A vitrola ressoava como de sempre. Entre acordes desafinados (por aquela girar um tanto quanto mais devagar do que deveria), um cinzeiro com bitucas suficientes para se dizer que mais de um maço fora consumido e uma garrafa de vinho barato já terminada, encontrava-se nosso protagonista.

Não, ele não estava doente de amor ou, muito menos, alguém havia falecido. Dessa vez era algo a se festejar, tudo aquilo terminara sem mortos e nem feridos e, por fim, ele relaxava em sua humilde sala. Sala essa que nunca esteve tão fluida, tão leve ou tão aconchegante.

Como a casa fora herdada de seus pais, ele vivera ali coisas que o marcaram e o constituíam de forma sublime. No quintal lá fora dera de seus primeiros passos ao seu primeiro beijo, e esse último com direito aos pais deles chegando mais cego, mas bem mais cedo do que o esperado e os pegando no ato. Naquela casa pedira sua primeira mulher em casamento e naquela mesma sala decidiram, civilizadamente, que já passara a hora de seguirem com suas vidas em rumos diferentes.
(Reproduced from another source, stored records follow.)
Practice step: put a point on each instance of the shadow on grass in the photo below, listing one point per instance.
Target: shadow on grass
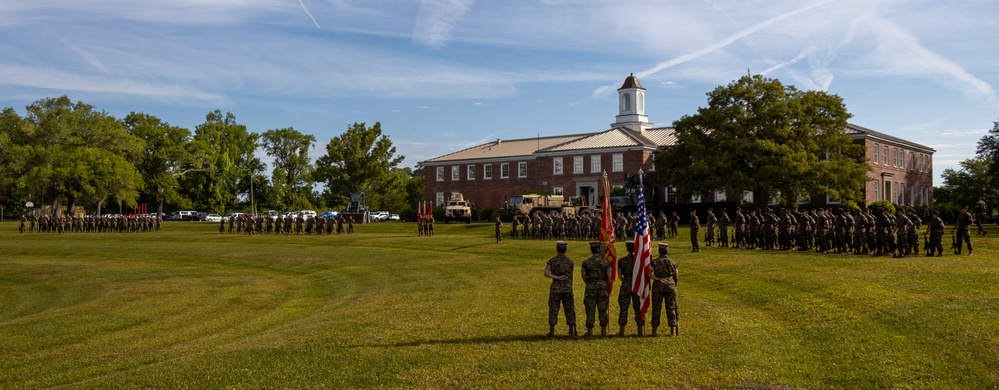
(531, 338)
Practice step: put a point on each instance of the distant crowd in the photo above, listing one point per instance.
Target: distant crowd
(298, 224)
(89, 224)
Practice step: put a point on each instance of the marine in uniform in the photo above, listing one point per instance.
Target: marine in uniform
(625, 297)
(596, 272)
(559, 270)
(664, 278)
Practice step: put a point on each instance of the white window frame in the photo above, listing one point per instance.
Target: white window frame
(595, 163)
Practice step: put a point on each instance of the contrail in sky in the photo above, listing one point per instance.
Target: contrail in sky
(309, 13)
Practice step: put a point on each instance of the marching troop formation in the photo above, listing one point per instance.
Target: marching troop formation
(89, 224)
(299, 224)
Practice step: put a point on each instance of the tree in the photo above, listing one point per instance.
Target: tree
(988, 151)
(761, 136)
(227, 148)
(166, 156)
(73, 152)
(359, 160)
(291, 177)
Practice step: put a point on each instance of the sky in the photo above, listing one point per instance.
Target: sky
(444, 75)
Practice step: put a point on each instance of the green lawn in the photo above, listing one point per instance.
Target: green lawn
(190, 308)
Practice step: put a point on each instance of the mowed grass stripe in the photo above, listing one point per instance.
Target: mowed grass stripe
(188, 307)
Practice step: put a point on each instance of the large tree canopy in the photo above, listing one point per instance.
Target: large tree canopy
(759, 135)
(359, 160)
(291, 178)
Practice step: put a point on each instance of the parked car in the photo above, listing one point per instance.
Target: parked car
(378, 216)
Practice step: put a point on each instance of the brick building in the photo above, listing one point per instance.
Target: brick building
(572, 165)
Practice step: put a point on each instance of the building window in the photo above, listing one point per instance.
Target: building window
(670, 194)
(595, 163)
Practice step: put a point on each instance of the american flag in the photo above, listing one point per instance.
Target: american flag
(643, 254)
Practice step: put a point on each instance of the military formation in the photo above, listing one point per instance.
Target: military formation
(586, 226)
(596, 273)
(291, 224)
(876, 232)
(88, 224)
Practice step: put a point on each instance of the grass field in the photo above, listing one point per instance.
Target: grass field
(190, 308)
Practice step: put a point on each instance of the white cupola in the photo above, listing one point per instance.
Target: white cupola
(631, 106)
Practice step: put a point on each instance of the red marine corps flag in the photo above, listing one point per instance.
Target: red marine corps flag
(607, 234)
(643, 254)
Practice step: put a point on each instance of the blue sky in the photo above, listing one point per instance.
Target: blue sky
(442, 75)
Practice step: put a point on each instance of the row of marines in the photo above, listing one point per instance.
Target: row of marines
(869, 231)
(300, 224)
(596, 273)
(89, 224)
Quando já tarde o sono o vencera. Dormindo no velho sofá, o velho LP da Elis terminava e ele só acordaria lá pra quando o sol já estiver em declínio. E o que terminara finalmente? Só uma semana de trabalho árduo. Porque textos sobre angústia ou dores de amores são coisas que, além de nos enjoar, cansam a gente.


Respostas

  1. pois é…é o sentimento de “tudo que é humano. nada me é estranho”. as vezes angústia é banal e o amor já virou clichê, mas pensando bem, acho que sempre foi.

    crescimento é saber lidar com as coisas de forma mais serena.

    (coruja)

  2. não, vinil do Bosco.
    Texto, como sempre, sublime.

  3. sem querer – ou quase -, li errado o título e cheguei que esse texto deveria se chamar da forma que li: “sob o óbvio”.

  4. ow! atualiza, mano!

    inconveniente, eu sei, eu sei…

  5. Lô me falou pra passar por aqui e não me arrependi, que texto incrivel! mandou bem, abraço.